Creating a Village

By Jenni Pertuset, parent consultant, API Leader in Seattle, Washington USA, http://apiseattle.org

The life of a parent can feel very isolated. Warm relationships with caring adults can sustain us when we’re struggling and help our children feel at ease when they’re away from home. So, how do we build the village we need to raise our children?

What is a Village?

My working definition of a “village” is that it is a connected community of caring adults who support us in nurturing our relationships with our children. A village isn’t just a set of friends. It is those friends, neighbors, extended family members, and acquaintances who, whether it’s intentional or even knowing, help deliver us as a parents to our children. We are of course not just recipients of support, but full participants, offering our caring and support to others.

Principles

Building a village requires effort and persistence. It is rare to stumble into a ready-made community where you are and feel immediately welcome. Even in inclusive and inviting organizations, it takes reaching out, showing up frequently, extending invitations repeatedly, and having patience.

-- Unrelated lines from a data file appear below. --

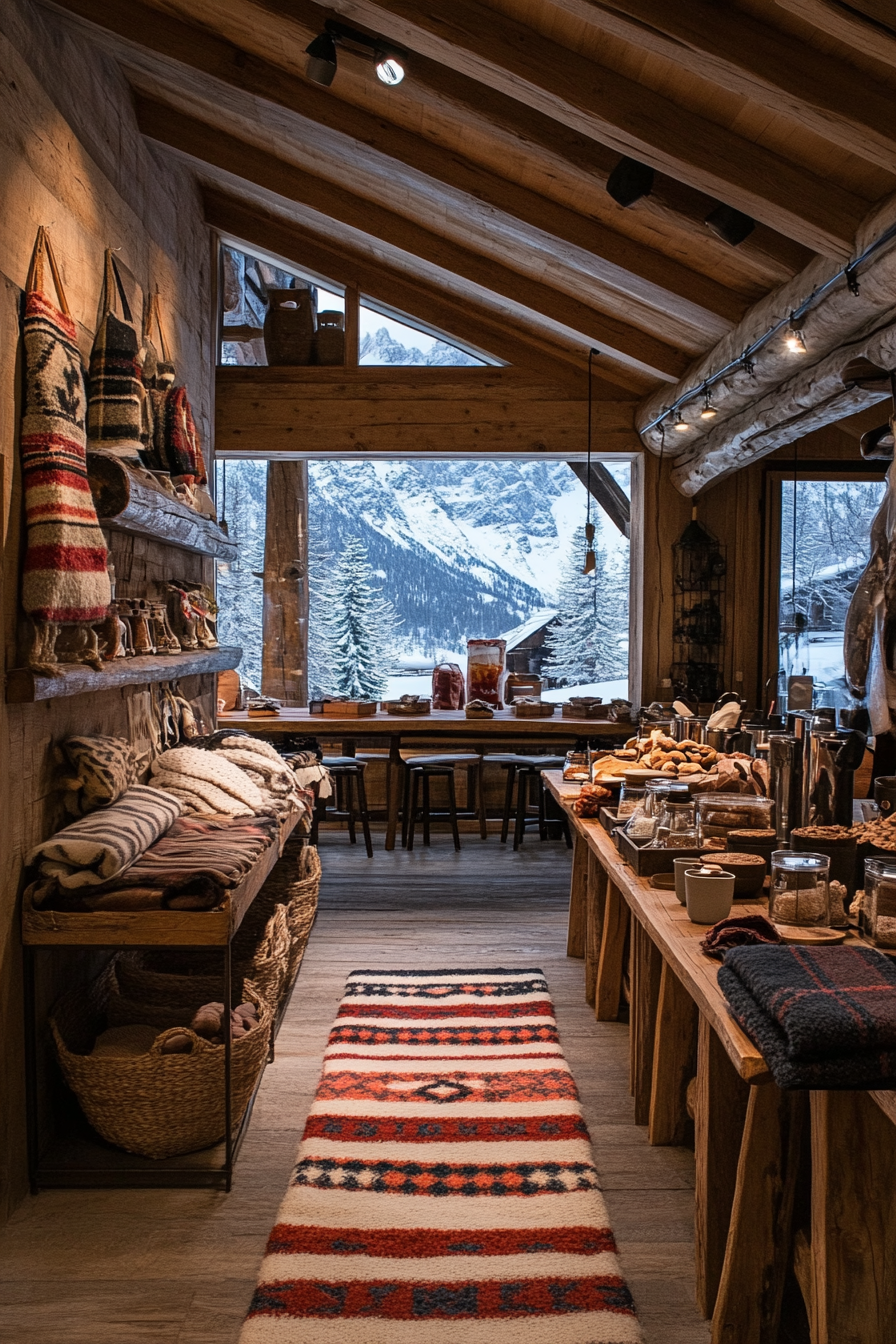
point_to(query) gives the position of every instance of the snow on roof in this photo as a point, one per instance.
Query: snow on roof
(535, 622)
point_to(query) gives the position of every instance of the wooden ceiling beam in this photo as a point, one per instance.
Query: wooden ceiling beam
(869, 28)
(294, 245)
(621, 262)
(210, 145)
(501, 54)
(773, 67)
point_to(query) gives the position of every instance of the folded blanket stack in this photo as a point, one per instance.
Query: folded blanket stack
(191, 867)
(105, 843)
(822, 1018)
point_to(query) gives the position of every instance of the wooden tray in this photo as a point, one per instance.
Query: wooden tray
(646, 862)
(349, 708)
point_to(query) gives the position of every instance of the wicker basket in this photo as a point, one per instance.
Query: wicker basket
(155, 1105)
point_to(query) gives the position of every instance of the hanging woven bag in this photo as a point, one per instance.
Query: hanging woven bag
(65, 577)
(114, 389)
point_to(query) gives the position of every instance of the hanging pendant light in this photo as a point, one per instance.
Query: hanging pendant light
(590, 558)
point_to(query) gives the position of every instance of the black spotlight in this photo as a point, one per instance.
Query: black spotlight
(321, 59)
(732, 226)
(629, 182)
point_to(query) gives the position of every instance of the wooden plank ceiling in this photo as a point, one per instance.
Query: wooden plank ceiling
(474, 192)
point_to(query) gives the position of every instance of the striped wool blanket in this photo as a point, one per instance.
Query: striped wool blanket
(445, 1190)
(105, 843)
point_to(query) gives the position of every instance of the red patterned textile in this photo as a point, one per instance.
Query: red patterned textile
(445, 1191)
(65, 575)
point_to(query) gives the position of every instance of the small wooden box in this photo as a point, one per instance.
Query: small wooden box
(349, 708)
(646, 862)
(587, 711)
(533, 711)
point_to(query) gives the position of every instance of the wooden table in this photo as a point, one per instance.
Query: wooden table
(544, 737)
(754, 1215)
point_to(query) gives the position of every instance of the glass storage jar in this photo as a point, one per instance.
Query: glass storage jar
(799, 889)
(718, 813)
(485, 671)
(879, 911)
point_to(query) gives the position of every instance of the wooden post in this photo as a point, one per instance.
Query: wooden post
(285, 610)
(853, 1219)
(675, 1061)
(759, 1242)
(578, 895)
(594, 907)
(613, 942)
(352, 325)
(646, 969)
(719, 1122)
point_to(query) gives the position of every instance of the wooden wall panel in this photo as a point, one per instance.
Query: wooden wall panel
(71, 159)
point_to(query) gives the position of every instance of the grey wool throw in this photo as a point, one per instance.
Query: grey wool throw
(106, 843)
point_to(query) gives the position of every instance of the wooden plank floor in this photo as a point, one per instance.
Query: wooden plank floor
(179, 1266)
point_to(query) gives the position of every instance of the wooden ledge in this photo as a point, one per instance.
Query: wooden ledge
(24, 687)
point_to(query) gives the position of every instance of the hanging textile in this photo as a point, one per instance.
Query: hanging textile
(116, 391)
(65, 575)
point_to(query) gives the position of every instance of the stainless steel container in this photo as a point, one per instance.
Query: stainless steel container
(785, 782)
(828, 785)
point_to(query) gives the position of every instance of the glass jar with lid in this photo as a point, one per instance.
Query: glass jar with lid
(879, 911)
(677, 824)
(799, 889)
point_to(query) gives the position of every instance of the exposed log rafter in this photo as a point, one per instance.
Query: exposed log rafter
(242, 160)
(619, 112)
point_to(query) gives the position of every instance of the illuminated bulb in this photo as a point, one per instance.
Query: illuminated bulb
(388, 70)
(794, 339)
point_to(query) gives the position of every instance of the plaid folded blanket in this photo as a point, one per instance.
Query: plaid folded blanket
(822, 1018)
(108, 842)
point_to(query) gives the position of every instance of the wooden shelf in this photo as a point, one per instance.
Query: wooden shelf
(153, 928)
(128, 501)
(24, 687)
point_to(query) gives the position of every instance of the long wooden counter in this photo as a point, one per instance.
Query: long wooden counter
(786, 1182)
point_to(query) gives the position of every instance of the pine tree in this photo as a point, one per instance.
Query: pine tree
(593, 616)
(356, 628)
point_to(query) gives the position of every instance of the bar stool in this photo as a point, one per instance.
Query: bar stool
(521, 770)
(419, 772)
(348, 776)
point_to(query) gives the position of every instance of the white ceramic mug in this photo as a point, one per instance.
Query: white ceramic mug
(709, 894)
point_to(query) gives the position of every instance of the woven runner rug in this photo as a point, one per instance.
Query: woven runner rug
(445, 1190)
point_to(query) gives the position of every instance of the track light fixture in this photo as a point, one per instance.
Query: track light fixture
(708, 409)
(794, 339)
(629, 182)
(321, 54)
(731, 225)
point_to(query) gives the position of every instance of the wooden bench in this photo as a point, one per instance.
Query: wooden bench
(760, 1208)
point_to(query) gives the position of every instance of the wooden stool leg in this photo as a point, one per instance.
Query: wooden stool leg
(613, 941)
(414, 778)
(453, 811)
(521, 807)
(364, 813)
(508, 804)
(480, 800)
(426, 808)
(646, 967)
(759, 1246)
(578, 895)
(853, 1219)
(595, 903)
(719, 1125)
(675, 1061)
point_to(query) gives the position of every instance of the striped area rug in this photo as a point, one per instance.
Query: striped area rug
(445, 1190)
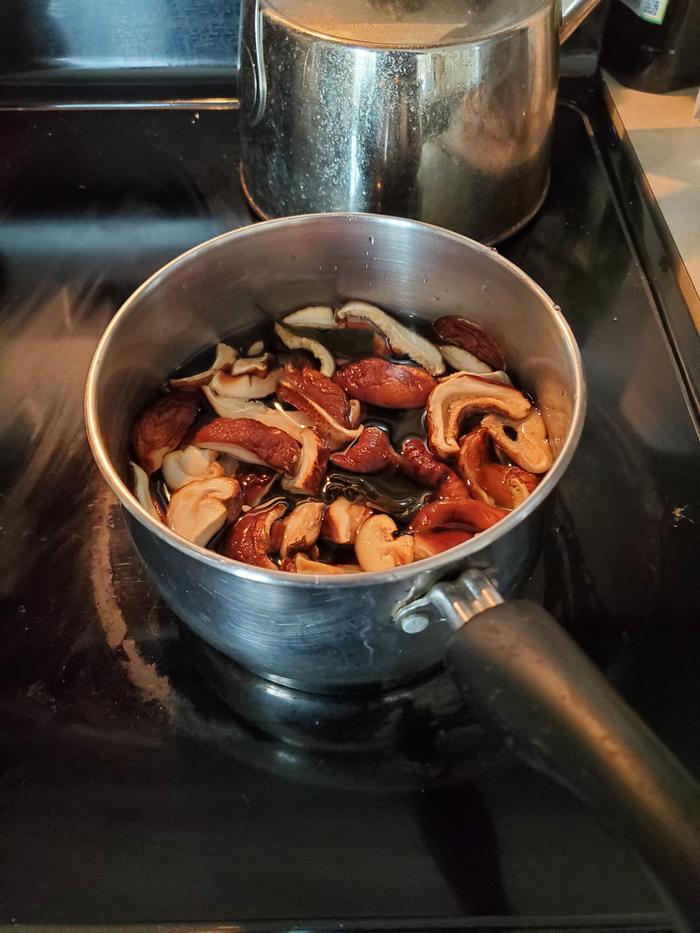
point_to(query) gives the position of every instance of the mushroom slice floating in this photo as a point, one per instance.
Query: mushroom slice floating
(322, 401)
(343, 519)
(251, 442)
(451, 489)
(388, 385)
(463, 361)
(224, 359)
(183, 466)
(253, 537)
(430, 543)
(377, 548)
(492, 482)
(296, 342)
(303, 564)
(258, 365)
(421, 465)
(371, 453)
(311, 465)
(255, 483)
(162, 426)
(293, 422)
(523, 440)
(476, 516)
(463, 394)
(318, 317)
(200, 509)
(459, 332)
(245, 386)
(402, 341)
(142, 491)
(302, 528)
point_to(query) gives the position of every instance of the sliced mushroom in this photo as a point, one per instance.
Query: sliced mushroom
(451, 489)
(200, 509)
(311, 466)
(304, 564)
(293, 422)
(376, 548)
(302, 528)
(297, 342)
(463, 361)
(183, 466)
(162, 426)
(251, 442)
(371, 453)
(245, 386)
(421, 465)
(459, 332)
(255, 483)
(463, 394)
(522, 439)
(343, 519)
(319, 317)
(388, 385)
(253, 537)
(403, 342)
(476, 516)
(142, 491)
(355, 416)
(259, 365)
(430, 543)
(489, 481)
(224, 359)
(322, 401)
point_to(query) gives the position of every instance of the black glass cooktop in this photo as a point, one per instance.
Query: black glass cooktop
(146, 780)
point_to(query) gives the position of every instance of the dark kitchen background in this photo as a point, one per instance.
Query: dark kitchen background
(76, 50)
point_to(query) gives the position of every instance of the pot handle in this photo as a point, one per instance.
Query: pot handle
(525, 673)
(573, 13)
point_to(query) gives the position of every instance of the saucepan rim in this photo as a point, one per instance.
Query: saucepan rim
(455, 555)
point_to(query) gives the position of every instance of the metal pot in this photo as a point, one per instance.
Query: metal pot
(439, 111)
(327, 633)
(300, 631)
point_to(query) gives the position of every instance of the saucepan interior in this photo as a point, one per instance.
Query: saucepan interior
(241, 279)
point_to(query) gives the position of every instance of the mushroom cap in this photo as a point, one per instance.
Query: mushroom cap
(403, 342)
(224, 358)
(161, 427)
(245, 386)
(463, 394)
(530, 447)
(343, 520)
(298, 342)
(250, 540)
(198, 510)
(376, 548)
(252, 442)
(389, 385)
(292, 422)
(319, 317)
(302, 528)
(311, 466)
(189, 463)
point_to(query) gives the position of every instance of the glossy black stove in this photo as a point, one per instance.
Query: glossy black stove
(146, 780)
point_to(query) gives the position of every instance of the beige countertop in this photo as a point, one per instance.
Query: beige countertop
(666, 140)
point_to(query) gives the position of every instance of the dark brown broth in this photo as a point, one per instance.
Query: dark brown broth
(390, 492)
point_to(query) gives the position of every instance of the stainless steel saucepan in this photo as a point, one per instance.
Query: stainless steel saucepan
(439, 110)
(332, 634)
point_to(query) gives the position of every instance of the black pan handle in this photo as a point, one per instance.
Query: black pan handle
(530, 678)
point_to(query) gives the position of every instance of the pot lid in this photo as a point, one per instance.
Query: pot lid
(403, 23)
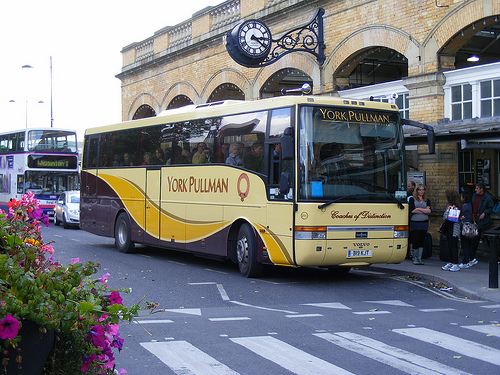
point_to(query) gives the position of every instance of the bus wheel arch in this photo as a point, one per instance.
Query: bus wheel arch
(246, 251)
(123, 233)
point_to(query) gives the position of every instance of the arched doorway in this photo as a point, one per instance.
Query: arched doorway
(179, 101)
(371, 66)
(289, 78)
(476, 44)
(144, 111)
(226, 91)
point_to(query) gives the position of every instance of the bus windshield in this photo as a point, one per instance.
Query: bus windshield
(349, 154)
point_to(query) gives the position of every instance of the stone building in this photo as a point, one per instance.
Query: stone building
(440, 59)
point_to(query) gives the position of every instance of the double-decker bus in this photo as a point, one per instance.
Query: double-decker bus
(289, 181)
(41, 160)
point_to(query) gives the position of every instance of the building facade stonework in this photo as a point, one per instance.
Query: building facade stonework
(410, 47)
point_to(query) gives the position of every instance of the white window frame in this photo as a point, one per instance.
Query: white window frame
(473, 76)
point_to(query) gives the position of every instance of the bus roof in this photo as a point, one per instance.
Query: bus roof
(25, 130)
(228, 107)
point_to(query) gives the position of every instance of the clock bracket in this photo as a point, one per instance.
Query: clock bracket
(308, 38)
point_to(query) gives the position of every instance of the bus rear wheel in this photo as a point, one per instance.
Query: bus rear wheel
(123, 234)
(246, 252)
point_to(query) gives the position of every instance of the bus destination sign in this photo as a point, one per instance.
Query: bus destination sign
(52, 161)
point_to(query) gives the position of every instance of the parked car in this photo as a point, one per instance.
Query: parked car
(67, 209)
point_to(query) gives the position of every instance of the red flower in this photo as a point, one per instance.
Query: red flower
(9, 327)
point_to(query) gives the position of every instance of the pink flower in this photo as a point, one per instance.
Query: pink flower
(87, 360)
(104, 279)
(9, 327)
(115, 298)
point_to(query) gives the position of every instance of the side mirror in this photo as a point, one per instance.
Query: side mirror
(285, 182)
(287, 144)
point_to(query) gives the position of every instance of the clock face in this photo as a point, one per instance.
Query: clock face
(254, 38)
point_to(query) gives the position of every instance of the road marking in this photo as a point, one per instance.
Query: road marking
(491, 306)
(287, 356)
(329, 305)
(185, 311)
(398, 358)
(304, 315)
(220, 288)
(392, 302)
(487, 329)
(229, 319)
(263, 308)
(453, 343)
(185, 359)
(436, 310)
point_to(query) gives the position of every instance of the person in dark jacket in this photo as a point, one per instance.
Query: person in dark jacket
(482, 207)
(420, 208)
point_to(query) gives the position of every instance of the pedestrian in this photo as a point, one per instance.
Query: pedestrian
(452, 230)
(420, 208)
(410, 188)
(482, 207)
(466, 242)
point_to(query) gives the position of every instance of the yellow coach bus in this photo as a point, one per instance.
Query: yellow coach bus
(290, 181)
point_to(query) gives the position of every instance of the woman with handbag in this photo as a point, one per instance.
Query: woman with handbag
(451, 217)
(420, 208)
(466, 241)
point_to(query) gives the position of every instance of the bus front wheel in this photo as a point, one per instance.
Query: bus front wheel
(123, 240)
(246, 252)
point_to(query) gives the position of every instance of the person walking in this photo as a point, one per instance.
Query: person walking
(452, 230)
(482, 207)
(466, 242)
(420, 208)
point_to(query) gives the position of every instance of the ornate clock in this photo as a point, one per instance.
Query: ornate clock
(249, 43)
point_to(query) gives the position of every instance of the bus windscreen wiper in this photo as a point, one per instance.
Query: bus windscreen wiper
(326, 204)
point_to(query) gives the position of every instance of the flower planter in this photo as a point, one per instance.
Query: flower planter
(35, 348)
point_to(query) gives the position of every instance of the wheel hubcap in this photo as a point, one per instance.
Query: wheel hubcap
(242, 250)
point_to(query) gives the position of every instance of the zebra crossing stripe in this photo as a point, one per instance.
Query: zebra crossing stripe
(287, 356)
(185, 359)
(493, 330)
(453, 343)
(398, 358)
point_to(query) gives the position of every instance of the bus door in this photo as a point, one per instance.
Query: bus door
(153, 206)
(88, 209)
(280, 209)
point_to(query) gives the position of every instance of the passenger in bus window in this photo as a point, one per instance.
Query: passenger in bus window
(185, 157)
(116, 160)
(225, 151)
(234, 157)
(159, 157)
(147, 158)
(202, 154)
(127, 160)
(255, 159)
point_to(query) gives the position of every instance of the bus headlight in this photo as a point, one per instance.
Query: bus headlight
(401, 231)
(310, 233)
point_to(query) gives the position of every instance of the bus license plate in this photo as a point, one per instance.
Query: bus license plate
(359, 253)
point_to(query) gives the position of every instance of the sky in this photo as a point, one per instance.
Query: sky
(84, 40)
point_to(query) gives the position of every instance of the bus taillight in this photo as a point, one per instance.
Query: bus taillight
(401, 231)
(310, 233)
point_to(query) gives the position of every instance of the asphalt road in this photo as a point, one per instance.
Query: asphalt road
(302, 321)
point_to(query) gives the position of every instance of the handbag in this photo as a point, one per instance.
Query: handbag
(453, 214)
(470, 230)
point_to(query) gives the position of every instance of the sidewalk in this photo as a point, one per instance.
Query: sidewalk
(472, 282)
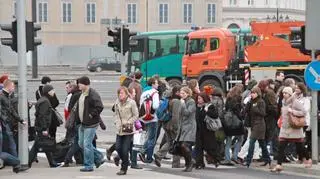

It also requires vulnerability. This is apparent in the effort itself — extending ourselves and making invitations that may not be accepted can be challenging. And the challenge doesn’t end once we’ve established relationships, either. Opening our homes and our lives to other people also opens our heart to hurts, but we can hardly find genuine relationships without that willingness.

Building a strong village also requires accepting differences. While we’re all looking for people who share our values or who are otherwise like us, true community allows for diversity, where our connection is deeper than our similarities. (Although there is of course a point at which we will not sacrifice our values for the sake of connection.)

Village-Building Tools

A village is built one relationship at a time. Three major attachment rituals described by author and renowned developmental psychologist Dr. Gordon Neufeld are instrumental in establishing and maintaining all relationships. These are:

  1. Collecting — a greeting ritual that extends throughout our interactions, not just the opening, in which we establish a meaningful contact by getting in another person’s space in a friendly way, meeting their eyes, and engaging their smile.
  2. Bridging — the goodbye ritual that is meaningful beyond the moment when we physically part. It sustains us through felt separations even when we’re together, including feeling that we’re unimportant or unseen or different from those with whom we’re in relationship. By bridging, we focus not on the separation but on the return and the ongoing relationship.
  3. Matchmaking — the introduction ritual. Here too, it is an ongoing interaction, and doesn’t end after the first encounter. The intention of matchmaking is to foster a working relationship through an existing attachment. We help endear two people to each other, making it easy for them to like each other.

Being aware of these tools and our use of them can improve our relationships and expand our villages. For example, matchmaking a student and her teacher can bring another caring adult alongside a child to support her to thrive in the classroom and beyond.

Following are suggestions for building a village, offered as inspiration, not prescription; the best actions will always be those guided by your own objectives and your own consideration of how to meet them:

  • Pick a recurring event in an established parenting community and attend regularly.
  • Include caring adults from outside your nuclear family in rituals, traditions, and celebrations such as holidays, birthdays, or regular meals.
  • Create or participate in events that allow long stretches of relaxed time together, such as camping trips.
  • Play outside your house, increasing your opportunities for encountering neighbors.
  • Take dog walks, even if you don’t have a dog. Take treats for your kids to give the dogs (check with the owner first) to meet the dogs and owners in your neighborhood.
  • Participate in or start a neighborhood online discussion list and use it to create opportunities for meeting in person.
  • Frequent your neighborhood farmers market.
  • Attend or organize your neighborhood’s annual Night Out Against Crime.
  • Open your house, or just your yard, to your neighbors. Some families host Flamingo Fridays, a weekly gathering of neighbors signaled by plastic flamingo on the lawn. A few willing families could circulate host duties.
  • Ask for help. People respond when families are in need. This is especially apparent in a crisis, but also true for less urgent needs.Although we may be reluctant to ask for fear of burdening others, we sometimes forget that it feels good to be able to give support.
  • Offer help when you recognize a need.

Recommended Reading

Hold on to Your Kids by Gordon Neufeld

All Kids Are Our Kids by Peter Benson

Stopping at Every Lemonade Stand by James Vollbracht

Connect 5 by Kathleen Kimball-Baker

3 thoughts on “Creating a Village”

  1. Young people often look to the famous and successful for their role models. This can be inspiring, but also disheartening and seem unattainable. Young people are hungry for contact with people whom they admire, who excite and inspire them. These qualities can be found in their real relationships with the ordinary women and men who surround them.

    Life with children can easily circulate around their timetable and their socialising but a child’s life that includes meaningful relationships with other adults is a rich one.

    It takes a village to raise a child.

    I love your practical guide on how to go about creating that village.